Online CPR Certification Blog
The Life of Pacemakers will retire with the Development of Heart Sock
Date: July 7th, 2014
It is granted that you have to have a certification for CPR for adults if you are a caregiver. However, on the same note, some aspects of heart health are being outrun by time, as you will see here.
Doctors and researches these days are looking for worthwhile technological advancement to aid or to even replace pacemakers and they have discovered the heart sock. This is a thin yet very functional membrane that is said to fit into a beating organ like a sock. This new technology contains a silicon sheath with many small sensors that can actually measure many different vital signs in a particular organ, like the temperature and the electrical activities too. John Rogers who is the developer of the University of Illinois in an Urban Champaign, the completed design also highlights the electrodes with the capacity of regulating the heartbeat of a person as well and it has the capacity to neutralize the hostile happenings in the heart like heart attacks.
The company study
With the continuous study printed by the journal Nature Communications, the heart sock went through series of tests regarding secluded rabbit hearts along with the heart of a lifeless organ owner. In all of the experiments conducted, the device was able to copy thorough profiles with regards to the mock changes in the cardiac temperature and with the pH level too. He told the reporters that even if human tests may not be so definite yet, the doctors and the researchers have documented the possibility of this technology. They scientists involved in making the researches about the study are very conservative according to the National Geographic interview conducted. The doctors have patients nearing death, so they never stopped in trying out good things.
The best solutions
There are still lots of challenges that may be encountered before the heart sock can be placed in a research & clinical practice as well. For instance, the team is presently checking on ways to melt the implant inside the body as soon as it is not needed anymore. Looking for the best way to boost the electrodes entrenched in the device has been found to be troublesome as well. There should be a way to powerfully and effectively weave the devices, but you need to have the power inside and outside of you to make that happen according to Rogers in the interview with the New Scientist.

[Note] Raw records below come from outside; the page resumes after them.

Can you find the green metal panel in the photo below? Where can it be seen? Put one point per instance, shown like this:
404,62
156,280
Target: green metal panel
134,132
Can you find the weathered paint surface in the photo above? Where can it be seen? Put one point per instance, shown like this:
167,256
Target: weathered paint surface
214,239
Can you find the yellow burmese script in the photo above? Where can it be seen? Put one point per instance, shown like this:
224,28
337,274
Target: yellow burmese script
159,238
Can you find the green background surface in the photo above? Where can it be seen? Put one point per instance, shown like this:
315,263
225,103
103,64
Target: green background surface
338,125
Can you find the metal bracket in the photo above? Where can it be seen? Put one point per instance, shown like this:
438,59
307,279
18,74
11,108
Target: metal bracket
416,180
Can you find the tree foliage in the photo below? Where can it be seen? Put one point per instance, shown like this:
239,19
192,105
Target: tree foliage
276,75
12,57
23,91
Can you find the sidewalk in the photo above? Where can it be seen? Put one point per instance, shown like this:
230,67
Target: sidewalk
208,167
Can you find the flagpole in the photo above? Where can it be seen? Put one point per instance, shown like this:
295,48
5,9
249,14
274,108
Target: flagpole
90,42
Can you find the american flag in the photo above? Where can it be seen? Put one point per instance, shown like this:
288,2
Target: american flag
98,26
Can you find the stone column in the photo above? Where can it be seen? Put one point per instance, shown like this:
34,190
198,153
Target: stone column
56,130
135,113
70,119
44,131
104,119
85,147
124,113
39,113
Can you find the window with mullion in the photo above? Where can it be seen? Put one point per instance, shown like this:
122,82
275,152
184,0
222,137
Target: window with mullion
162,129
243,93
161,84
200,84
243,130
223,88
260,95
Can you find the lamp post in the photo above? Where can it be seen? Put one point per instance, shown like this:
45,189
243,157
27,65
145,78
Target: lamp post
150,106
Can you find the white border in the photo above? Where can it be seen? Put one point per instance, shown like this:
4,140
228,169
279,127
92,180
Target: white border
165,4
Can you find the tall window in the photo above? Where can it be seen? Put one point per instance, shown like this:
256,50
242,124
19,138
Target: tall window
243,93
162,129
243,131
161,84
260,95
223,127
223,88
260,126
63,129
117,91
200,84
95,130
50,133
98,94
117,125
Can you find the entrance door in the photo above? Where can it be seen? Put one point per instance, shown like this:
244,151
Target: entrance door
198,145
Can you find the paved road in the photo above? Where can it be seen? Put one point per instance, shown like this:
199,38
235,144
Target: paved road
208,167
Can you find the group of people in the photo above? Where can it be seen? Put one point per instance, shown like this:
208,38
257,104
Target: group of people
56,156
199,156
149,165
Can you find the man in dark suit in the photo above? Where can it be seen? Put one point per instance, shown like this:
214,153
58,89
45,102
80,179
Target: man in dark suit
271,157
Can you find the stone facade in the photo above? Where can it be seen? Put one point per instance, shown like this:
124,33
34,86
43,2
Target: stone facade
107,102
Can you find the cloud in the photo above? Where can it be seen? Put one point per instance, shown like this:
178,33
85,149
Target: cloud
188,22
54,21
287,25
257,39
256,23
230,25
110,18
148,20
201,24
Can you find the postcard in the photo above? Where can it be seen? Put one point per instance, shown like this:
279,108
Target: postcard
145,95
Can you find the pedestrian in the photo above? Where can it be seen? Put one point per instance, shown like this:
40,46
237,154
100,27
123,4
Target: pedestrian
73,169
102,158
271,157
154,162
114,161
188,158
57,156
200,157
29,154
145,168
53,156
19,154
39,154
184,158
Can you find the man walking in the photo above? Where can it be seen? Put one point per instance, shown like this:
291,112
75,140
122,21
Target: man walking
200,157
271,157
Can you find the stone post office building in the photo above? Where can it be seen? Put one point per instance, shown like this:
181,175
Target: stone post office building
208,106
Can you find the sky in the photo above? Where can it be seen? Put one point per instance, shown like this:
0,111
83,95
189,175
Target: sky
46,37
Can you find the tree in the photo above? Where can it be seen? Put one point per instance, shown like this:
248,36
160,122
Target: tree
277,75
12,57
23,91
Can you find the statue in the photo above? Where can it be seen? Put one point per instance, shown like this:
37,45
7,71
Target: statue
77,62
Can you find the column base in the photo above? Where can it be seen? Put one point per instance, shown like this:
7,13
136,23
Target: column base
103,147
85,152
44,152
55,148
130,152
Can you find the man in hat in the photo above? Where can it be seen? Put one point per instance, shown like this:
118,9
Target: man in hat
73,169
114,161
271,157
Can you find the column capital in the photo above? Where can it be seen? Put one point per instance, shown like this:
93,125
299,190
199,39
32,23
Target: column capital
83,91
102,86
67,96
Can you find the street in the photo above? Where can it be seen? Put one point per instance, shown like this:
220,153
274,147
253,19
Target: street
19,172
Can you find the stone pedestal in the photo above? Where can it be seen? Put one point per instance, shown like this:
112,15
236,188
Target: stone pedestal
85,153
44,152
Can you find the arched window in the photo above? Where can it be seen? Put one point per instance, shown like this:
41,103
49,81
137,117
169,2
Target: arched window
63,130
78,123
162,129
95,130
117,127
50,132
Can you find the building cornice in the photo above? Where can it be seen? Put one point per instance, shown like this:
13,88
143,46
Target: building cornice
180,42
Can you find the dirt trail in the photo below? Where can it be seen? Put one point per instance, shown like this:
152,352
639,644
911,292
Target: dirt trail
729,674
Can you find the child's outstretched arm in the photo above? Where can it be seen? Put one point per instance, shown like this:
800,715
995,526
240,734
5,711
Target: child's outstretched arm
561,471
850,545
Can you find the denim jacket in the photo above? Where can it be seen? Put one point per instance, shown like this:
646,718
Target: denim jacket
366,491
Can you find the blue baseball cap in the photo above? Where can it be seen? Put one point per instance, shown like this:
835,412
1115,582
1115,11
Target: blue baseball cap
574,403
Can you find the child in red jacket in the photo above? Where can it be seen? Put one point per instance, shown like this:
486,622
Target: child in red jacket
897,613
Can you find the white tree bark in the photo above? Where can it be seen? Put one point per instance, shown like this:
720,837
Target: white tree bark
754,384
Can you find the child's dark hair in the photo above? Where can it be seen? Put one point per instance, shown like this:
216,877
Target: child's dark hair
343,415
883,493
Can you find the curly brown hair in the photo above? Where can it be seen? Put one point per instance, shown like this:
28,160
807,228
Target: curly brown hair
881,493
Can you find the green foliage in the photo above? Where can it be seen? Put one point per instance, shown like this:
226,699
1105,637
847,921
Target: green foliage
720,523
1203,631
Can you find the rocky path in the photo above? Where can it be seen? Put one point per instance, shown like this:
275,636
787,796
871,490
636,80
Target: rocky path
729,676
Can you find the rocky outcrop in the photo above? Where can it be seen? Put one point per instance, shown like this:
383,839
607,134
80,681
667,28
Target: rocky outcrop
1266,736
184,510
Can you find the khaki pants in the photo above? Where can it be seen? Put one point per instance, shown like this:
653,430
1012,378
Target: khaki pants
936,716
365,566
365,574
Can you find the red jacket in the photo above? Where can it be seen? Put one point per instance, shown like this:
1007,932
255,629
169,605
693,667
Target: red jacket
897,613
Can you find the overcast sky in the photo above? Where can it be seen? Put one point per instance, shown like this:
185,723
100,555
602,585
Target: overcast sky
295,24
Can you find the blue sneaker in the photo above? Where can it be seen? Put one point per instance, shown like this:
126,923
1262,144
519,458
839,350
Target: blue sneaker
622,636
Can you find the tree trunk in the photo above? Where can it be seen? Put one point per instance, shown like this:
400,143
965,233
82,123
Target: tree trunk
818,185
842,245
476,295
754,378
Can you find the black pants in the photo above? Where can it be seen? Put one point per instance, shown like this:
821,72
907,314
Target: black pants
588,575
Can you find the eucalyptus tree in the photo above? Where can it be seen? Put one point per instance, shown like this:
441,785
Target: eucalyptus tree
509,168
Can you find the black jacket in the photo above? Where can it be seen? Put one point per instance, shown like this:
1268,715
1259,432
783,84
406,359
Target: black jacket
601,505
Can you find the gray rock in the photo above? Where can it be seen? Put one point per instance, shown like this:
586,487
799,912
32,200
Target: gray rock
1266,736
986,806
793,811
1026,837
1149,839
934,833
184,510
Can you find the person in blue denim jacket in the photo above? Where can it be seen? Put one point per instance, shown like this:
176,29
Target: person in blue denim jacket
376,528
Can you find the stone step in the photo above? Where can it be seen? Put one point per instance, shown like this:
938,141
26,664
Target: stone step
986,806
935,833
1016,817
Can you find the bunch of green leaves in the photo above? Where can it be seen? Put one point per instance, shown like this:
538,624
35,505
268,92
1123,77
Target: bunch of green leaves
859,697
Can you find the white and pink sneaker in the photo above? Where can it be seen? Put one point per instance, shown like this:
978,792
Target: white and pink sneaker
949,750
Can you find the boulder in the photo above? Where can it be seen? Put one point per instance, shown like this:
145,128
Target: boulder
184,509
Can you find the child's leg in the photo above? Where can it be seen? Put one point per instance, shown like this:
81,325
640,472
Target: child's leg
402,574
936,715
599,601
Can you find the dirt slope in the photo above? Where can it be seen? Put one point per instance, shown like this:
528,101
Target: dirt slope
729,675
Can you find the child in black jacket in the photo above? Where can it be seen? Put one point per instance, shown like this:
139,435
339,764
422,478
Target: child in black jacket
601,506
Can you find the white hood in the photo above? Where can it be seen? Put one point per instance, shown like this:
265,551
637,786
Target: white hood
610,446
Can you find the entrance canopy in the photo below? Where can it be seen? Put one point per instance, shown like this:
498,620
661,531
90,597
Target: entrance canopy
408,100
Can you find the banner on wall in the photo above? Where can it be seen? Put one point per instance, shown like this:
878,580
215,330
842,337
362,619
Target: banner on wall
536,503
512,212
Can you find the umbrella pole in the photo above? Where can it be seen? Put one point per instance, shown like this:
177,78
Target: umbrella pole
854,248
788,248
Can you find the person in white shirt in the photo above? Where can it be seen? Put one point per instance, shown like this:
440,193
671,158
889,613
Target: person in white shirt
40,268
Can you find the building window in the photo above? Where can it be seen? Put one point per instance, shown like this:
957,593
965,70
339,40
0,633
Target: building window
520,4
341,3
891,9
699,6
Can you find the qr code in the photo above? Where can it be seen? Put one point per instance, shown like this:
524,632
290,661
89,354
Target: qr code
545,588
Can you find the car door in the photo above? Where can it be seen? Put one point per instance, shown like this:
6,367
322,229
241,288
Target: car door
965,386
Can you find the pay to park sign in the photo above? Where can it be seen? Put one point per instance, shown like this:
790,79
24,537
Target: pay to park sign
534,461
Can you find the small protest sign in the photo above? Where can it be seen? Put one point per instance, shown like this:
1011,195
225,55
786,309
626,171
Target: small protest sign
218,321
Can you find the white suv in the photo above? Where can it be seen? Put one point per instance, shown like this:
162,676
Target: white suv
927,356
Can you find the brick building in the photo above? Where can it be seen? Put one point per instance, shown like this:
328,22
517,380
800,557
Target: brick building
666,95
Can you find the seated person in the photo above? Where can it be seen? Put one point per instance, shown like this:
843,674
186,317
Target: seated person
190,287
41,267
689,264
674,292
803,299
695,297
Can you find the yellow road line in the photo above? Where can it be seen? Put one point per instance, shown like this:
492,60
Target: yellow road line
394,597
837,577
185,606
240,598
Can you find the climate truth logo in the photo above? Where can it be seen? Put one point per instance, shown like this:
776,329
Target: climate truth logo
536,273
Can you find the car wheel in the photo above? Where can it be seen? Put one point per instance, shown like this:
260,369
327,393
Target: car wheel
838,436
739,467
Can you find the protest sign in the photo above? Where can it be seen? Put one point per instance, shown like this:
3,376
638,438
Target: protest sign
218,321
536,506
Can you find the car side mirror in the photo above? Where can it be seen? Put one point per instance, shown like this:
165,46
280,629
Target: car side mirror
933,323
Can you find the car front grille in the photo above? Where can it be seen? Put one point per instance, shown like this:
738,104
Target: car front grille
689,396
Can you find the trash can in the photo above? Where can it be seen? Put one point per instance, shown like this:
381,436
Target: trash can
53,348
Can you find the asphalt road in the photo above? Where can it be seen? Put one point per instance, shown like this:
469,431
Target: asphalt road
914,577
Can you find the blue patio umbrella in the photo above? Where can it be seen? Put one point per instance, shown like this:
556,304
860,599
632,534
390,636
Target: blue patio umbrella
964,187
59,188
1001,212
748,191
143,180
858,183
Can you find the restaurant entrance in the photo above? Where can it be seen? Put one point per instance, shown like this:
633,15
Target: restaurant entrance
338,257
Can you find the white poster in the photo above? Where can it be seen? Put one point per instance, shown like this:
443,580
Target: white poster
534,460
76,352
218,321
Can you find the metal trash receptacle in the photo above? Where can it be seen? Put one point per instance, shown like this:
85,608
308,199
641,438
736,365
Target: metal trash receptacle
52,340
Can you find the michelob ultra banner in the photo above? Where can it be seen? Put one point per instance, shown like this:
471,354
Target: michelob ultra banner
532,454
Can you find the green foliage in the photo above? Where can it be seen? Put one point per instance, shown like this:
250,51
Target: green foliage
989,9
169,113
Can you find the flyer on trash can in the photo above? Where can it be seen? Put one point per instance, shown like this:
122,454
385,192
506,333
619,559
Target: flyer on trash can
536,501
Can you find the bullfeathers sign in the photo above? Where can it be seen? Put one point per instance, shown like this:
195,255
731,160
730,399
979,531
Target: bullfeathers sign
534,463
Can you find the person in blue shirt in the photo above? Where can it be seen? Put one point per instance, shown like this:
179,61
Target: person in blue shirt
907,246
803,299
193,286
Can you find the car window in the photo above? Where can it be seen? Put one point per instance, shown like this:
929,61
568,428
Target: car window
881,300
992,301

It was Ake Senning, who first the pacemaker implanted in 1958; he is a Swedish cardio surgeon. These days, there were about three million people around the globe that depend much on the pacemaker to balance the complications such as irregular heartbeat and arrhythmia. Good thing there is this new heart sock, which is specially designed and it’s improved. It is also extended to different parts of the body as well. Regardless if you check it on 3D or not, its curve around the surface in a valuable manner and that is the ideal design that should be applied to an organ.